Four paintings on display at the Los Angeles County Museum of Art were damaged this week and removed from public view. But officials declined to explain how the damage, which they characterized as minor, occurred.

Damaged were the paintings “L’Allegro,” by the 19th-Century American artist Thomas Cole; “Still Life” by Carlsen, another 19th-Century American artist; “Portrait of Cardinal Roberto Ubaldini” by Guido Reni, a 17th-Century Italian artist, and “Capricco Piazzo San Marco” by Canaletto, an 18th-Century Italian artist.

Pamela Jenkinson, the museum’s public information director, said the paintings were somehow damaged while on public view Tuesday morning. But she declined to say how, citing an investigation being conducted by museum security personnel.


Jenkinson said the paintings are being repaired by the museum’s conservation staff and “will be returning to galleries shortly.”

A caller to The Times had described the paintings as having been “slashed.” But Jenkinson said, “slashed is very, very extreme for what actually occurred.”

Asked if it would be more accurate to describe the paintings as having been scratched, she said yes.
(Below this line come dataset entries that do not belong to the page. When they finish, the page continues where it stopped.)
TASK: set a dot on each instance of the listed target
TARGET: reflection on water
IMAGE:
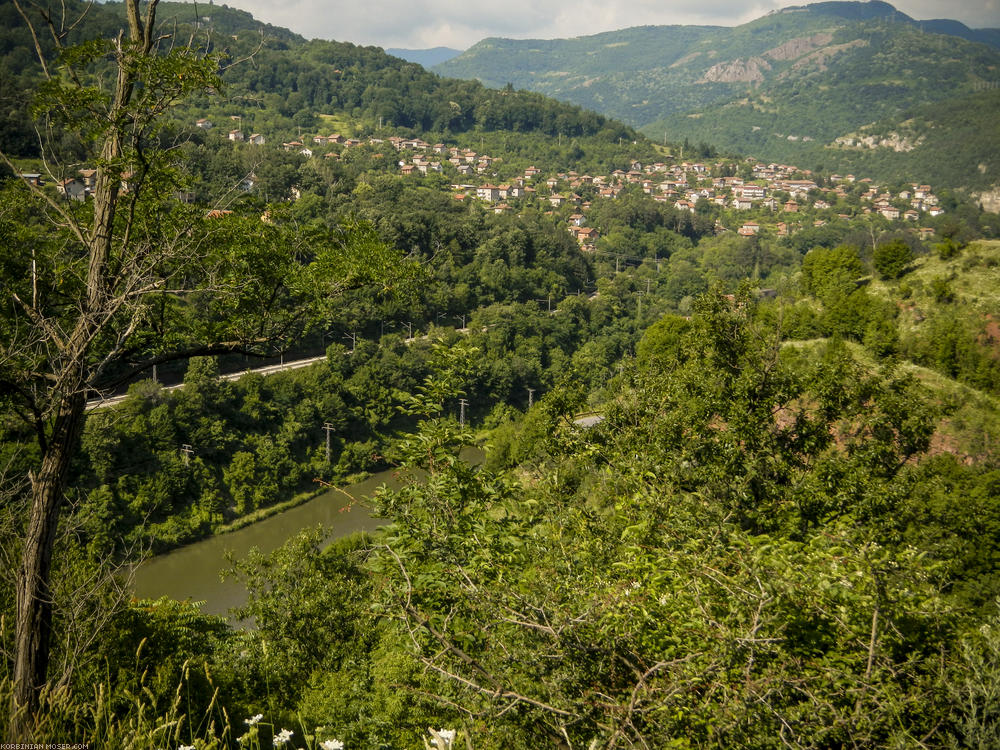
(194, 572)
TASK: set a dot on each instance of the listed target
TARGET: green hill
(278, 83)
(785, 87)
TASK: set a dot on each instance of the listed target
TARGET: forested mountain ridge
(277, 83)
(785, 87)
(779, 526)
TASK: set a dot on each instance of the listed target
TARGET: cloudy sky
(419, 24)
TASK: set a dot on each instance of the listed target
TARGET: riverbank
(303, 497)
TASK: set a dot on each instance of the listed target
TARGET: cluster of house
(681, 185)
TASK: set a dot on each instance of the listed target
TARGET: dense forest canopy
(741, 484)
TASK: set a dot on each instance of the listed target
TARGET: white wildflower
(447, 736)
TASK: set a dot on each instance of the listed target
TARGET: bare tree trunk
(33, 624)
(33, 627)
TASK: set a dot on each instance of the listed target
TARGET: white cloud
(459, 23)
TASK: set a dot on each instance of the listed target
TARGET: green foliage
(892, 258)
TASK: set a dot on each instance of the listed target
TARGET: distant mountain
(283, 85)
(798, 85)
(426, 57)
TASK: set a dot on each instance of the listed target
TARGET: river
(194, 571)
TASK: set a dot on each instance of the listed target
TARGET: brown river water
(194, 572)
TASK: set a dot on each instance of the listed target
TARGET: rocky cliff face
(737, 71)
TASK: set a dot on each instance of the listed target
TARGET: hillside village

Asked what sort of instrument had been used to inflict the scratches, she replied, “I cannot tell you the kind of instrument.”

“The paintings themselves were not damaged,” she said, “just the varnish that painters from the beginning of time have put on their canvasses after finishing. . . . I really can’t emphasize enough that it was minor, superficial damage that occurred.”

The paintings, part of the museum’s permanent collection, were on display in four separate rooms, Jenkinson said.

She declined to say whether authorities believe the damage was done by members of the museum staff or the public.